C strings - byte, ubyte or char? (Discussion from Bugzilla)

Thu Oct 4 09:17:59 PDT 2007

"Matti Niemenmaa" <see_signature at for.real.address> wrote in message 
news:fe2t70$2eka$1 at digitalmars.com...
<snip>
> Good idea. But note that I'm not talking only about C string-processing
> functions: in general, any functions which process strings without regard 
> to
> their encoding should use ubytes.
>
> Just about all of std.string are such, for instance.

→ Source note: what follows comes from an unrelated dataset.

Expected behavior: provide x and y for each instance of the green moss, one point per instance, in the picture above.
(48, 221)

Looks like I'll have to investigate....

> The Tango situation is
> better, since tango.text.Util is already templated for char/wchar/dchar: 
> ubyte
> would need to be added to the mix.
<snip>
> One problem with toStringz is efficiency. Its current implementation of 
> performs
> a string concatenation every time. If you know the string is zero 
> terminated and
> ASCII (or you just want it to be handled as encoding-agnostic), you should 
> just
> be able to pass it through.

I had no idea that the implementation had changed.

> But on second thought, having the cast (or a call to toStringz) be 
> necessary
> might be better. If you want UTF-8 to be handled as encoding-agnostic, a
> necessary cast may be a good idea, as it implies you know what you're 
> doing.

Why should I care that a function is encoding-agnostic if I know what 
encoding my text is in?  That sounds to me like suggesting that I should 
have to cast class instances explicitly to Object to prove I know that the 
function can use objects of any class.

Stewart.

-- 
My e-mail address is valid but not my primary mailbox.  Please keep replies 
on the 'group where everybody may benefit.